Am Montag, den 20. Januar 2025, hielt Dr. Regine Ehleiter (Berlin) ihre Fellow-Lecture zum Thema „‚Page Not Found‘: Zur (Un-)Zugänglichkeit künstlerischer Publikations- und Ausstellungsprojekte im digitalen Zeitalter – eine Bestandsaufnahme“:
In einer legendären Ausgabe der New Yorker Untergrundzeitschrift „Art-Rite“ zelebrierten 1976 Künstler:innen wie Sol LeWitt, Adrian Piper und Ulises Carrión das Buch als vielsprechendes Medium, um Kunst zu geringen Kosten ohne den Umweg über Museen und Galerien einem weiten Leser:innenkreis zugänglich zu machen. Die großen Hoffnungen, die in dieser Zeit an das künstlerische Publizieren und den vernetzten Austausch von Informationen auf den Seiten von Büchern, Magazinen und Ephemera geknüpft waren, fanden ihre Fortsetzung in frühen Projekten der Netart, die Kunst in Echtzeit, „von überall“ und „für alle“ erreichbar erscheinen ließen. Ironischerweise sind zahlreiche Publikations- und Ausstellungprojekte aus der frühen Phase dieser Entwicklung heute selbst kaum noch zugänglich – die Server abgeschaltet, Webseiten verschwunden, auf CD-ROM gespeicherte Inhalte von veralteter Software abhängig. Das totgesagte Buch überdauert die überraschend ephemere digitale Konkurrenz.

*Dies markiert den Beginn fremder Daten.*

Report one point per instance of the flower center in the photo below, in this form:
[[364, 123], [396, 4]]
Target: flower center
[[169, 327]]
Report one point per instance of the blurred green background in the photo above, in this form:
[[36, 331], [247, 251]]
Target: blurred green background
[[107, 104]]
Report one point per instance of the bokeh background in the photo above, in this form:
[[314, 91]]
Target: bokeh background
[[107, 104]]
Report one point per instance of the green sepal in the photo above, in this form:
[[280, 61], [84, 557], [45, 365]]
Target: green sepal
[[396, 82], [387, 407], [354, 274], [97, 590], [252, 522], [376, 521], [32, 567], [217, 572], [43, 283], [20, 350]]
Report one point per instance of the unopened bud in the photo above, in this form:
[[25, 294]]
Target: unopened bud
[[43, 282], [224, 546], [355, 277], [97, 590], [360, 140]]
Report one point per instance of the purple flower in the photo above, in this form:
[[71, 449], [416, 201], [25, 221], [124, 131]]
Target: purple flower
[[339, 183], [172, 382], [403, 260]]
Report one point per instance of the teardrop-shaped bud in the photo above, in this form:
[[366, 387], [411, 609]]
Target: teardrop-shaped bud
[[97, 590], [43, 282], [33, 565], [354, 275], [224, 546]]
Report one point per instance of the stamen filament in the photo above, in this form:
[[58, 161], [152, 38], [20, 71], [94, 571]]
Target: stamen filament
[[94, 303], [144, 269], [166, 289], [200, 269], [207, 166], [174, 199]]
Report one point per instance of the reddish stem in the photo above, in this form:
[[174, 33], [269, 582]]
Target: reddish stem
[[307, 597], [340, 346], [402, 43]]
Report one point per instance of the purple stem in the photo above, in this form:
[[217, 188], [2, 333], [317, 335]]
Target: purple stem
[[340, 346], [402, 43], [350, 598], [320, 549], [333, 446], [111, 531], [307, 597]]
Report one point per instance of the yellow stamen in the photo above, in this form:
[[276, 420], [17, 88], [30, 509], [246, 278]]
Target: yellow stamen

In ihrem Vortrag nahm Regine Ehleiter das Publikum mit auf Spurensuche: Ausgehend von der „Joan Flasch Artists’ Book Collection“ in Chicago und den Bemühungen dieser auf Künstler:innenpublikationen spezialisierten Archivbibliothek zum eigenständigen Aufbau einer Net-Art-Sammlung, rekonstruierte sie prägnante Beispiele des digitalen künstlerischen Publizierens aus den 2000er-Jahren. Die Obsoleszenz dieser Publikationen wirft die Frage auf, inwieweit sich das im Konzeptualismus aufkommende Ideal einer „Dematerialisierung“ der Kunst im digitalen Zeitalter bis hin zu deren Unauffindbarkeit verwirklicht hat. Der Vortrag regt an, im Rekurs auf Erkenntnisse benachbarter Disziplinen bei der Dokumentation und Konservierung digitaler Praktiken des Öffentlichwerdens von Kunst neue Wege zu beschreiten.